In many ways, Shah’s work process is a mirror reflection of the final output; classic with a twist. While his approach is usually academic – and admittedly, a deterrent to innovation at times – he often finds himself straying off the beaten path, leading with his gut. He considers himself a “freestyle worker”, more curator than designer. “I am someone who can put things together in a story. I have a strong vision of our house aesthetic which pretty much gives me a boundary to play within.” Inspiration, which appears in time capsules and emotions, usually is the result of placing himself in the heart of his ever-evolving muse. “I almost feel the way my muse for the season would. (She is the same woman but is also growing in my head.) Like real people, my muse aspires towards finesse in life and sometimes just wants to be playful – that’s how we come up with something for everyone from ages 16 to 80!”
A childhood fascination with Environmental Science and crafting communities moulded Shah’s frugal, consumer-conscious attitude that seeped into the very fabric of his design label. As a brand, Shift is consciously rooted in a common sense approach to sustainability and transparency. Its material palette includes organic, fair trade and natural fibres along with artisanal handloom textiles. Sometimes though, it’s the best intentions that present the toughest hurdles. “The biggest challenge is the fact that it [crafts] cannot be formulated and cheapened; or made available by pumping steroids. It’s a bit like pleasure of eating mangoes in season; any other time they just feel wrong. It is everything against popular culture. For example, there is a gap between demand, supply and desirability, and changing times along with job satisfaction and social status of the craftsmen,” he elaborates.
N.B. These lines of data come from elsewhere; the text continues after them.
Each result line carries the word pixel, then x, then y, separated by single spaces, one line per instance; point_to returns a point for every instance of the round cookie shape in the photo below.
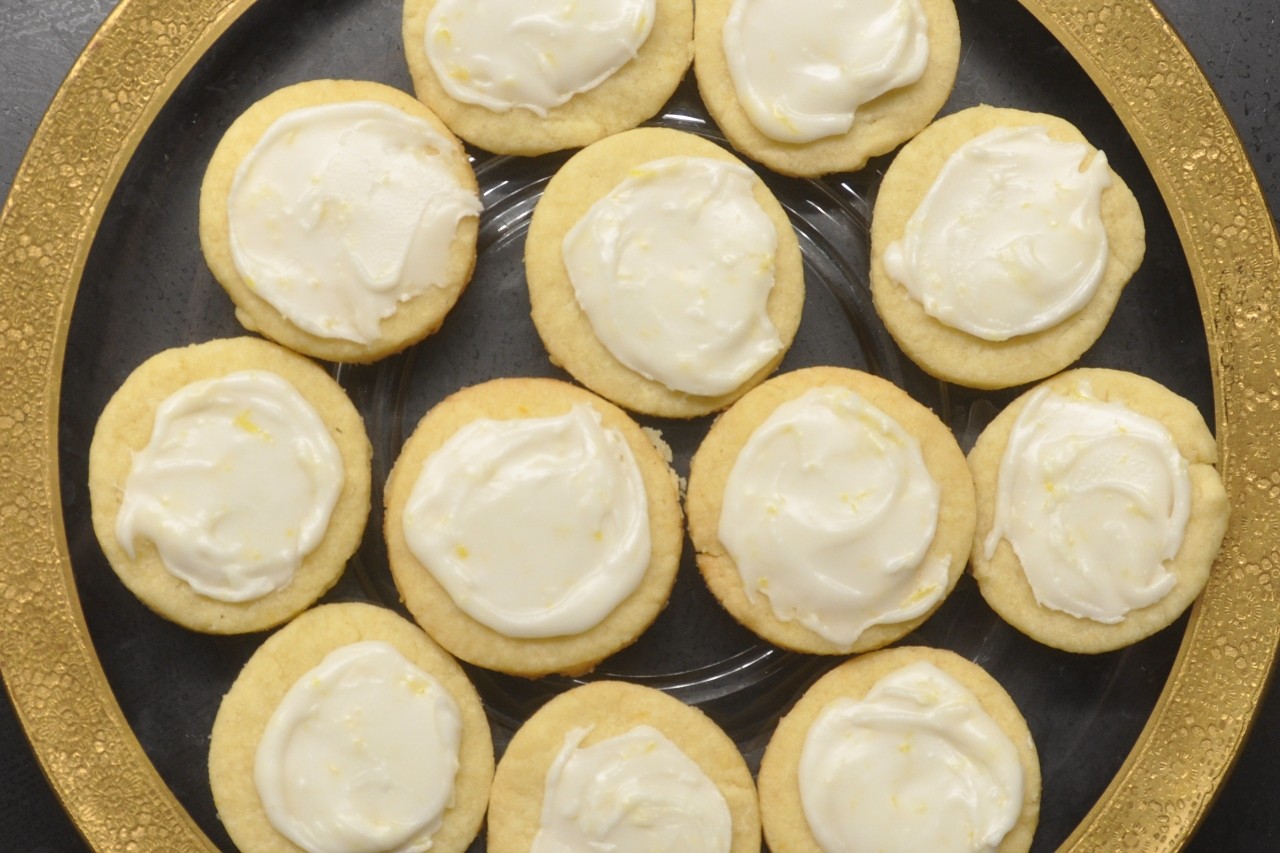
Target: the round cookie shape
pixel 300 648
pixel 622 100
pixel 562 323
pixel 959 356
pixel 466 637
pixel 608 710
pixel 714 463
pixel 782 811
pixel 1000 574
pixel 126 428
pixel 880 124
pixel 424 304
Projects like quilting in Gujarat and knitting in south India have been an exercise in letting go. “The biggest lesson learnt here has been, whatever you are willing to pay craft communities, you are seeking work from people for whom priority in life falls in the order of family, society and then work. Delays due to a wedding in family, sickness, weather and the most irrelevant excuses are unfortunately the reality. You cannot run a tight ship. This is slow fashion and slow life. It creates products for purveyors and collectors of finery not for campaign lead demands. You just have to work around these challenges.”
The impetus for designer’s recent debut into the world of interior fashion was once again sustainable living. “I have always employed conscious pattern cutting in my design to minimise waste. This is not always possible. The idea for the patchwork quilts came from this waste line and application of a more cradle-to-grave approach on how to put the waste (fabric) to use. Of course, they are far more tedious to make then our clothes and have a lot more value addition. So making no excuse of waste – we really wanted to make something that people would like instantly along with making us a zero waste factory,” he explains. That being said, Shah is eager to translate Shift’s aesthetic onto interior spaces, be it homes, galleries, or public areas. He promises fans an extensive line of home linen by late 2015 or early next year.